Colegio San Viator, Vitoria
Esta sala funciona como un "refugio" en el que se "busca hablar ahí de forma más sosegada y privada". La función del socorrista no es tratar, sino escuchar y, si es necesario, orientar. "Tenemos unos pequeños pasos que contemplan derivar a un profesional o algún tipo de servicio, si fuera necesario, o simplemente seguir haciendo un seguimiento más informal entre compañeros".
Somos más conscientes, tanto alumnado como profesores, de cómo estamos a nivel emocional "
Al principio, la iniciativa generó cierto reparo; sin embargo, ahora el servicio se utiliza cada vez más a menudo de forma natural gracias a la confianza existente entre compañeros.
Guía de los socorristas emocionales
Aunque los datos oficiales apuntan a un incremento de las bajas laborales por motivos emocionales en el sector, Leire matiza que en su entorno no es tan acusado, en parte por el fuerte componente vocacional de la profesión. "A la gente le cuesta mucho pedir la baja, se sienten responsables de su alumnado", afirma.
retos, recuperar la atención y el prestigio
Una de las principales causas del desbordamiento que sufren los docentes es la dificultad para captar la atención del alumnado, muy influido por la inmediatez de las redes sociales. "Les cuesta mucho. Vídeos o una película que antes seguían con atención hasta el final, ahora les cuesta", reflexiona.
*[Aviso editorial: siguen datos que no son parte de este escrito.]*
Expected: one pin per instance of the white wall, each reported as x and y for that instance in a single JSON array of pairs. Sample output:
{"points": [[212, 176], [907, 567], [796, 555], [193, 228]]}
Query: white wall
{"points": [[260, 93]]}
Otro factor determinante es la pérdida de prestigio. Existe una sensación entre los docentes de que su labor está más cuestionada que nunca. "Al médico casi nadie le discute un diagnóstico, no suele rebatir. Sin embargo, el profesor siempre la ventana abierta para que la gente opina", lamenta Leire. Esta desautorización, que a veces proviene del propio entorno familiar del alumno, mina la labor en el aula y subraya la necesidad de que "el colegio y las familias vayan a una siempre".
socorristas mini
Para fomentar el bienestar desde la base, el centro también cuenta con los ‘Ikasle Laguntzaile’, una suerte de socorristas emocionales entre el alumnado. Estos alumnos, votados por sus compañeros, actúan como sensores para detectar casos de aislamiento o tristeza que puedan pasar desapercibidos para los adultos. Son "una parte fundamental" para la convivencia, ya que "multiplican los sensores" en el patio y en las aulas.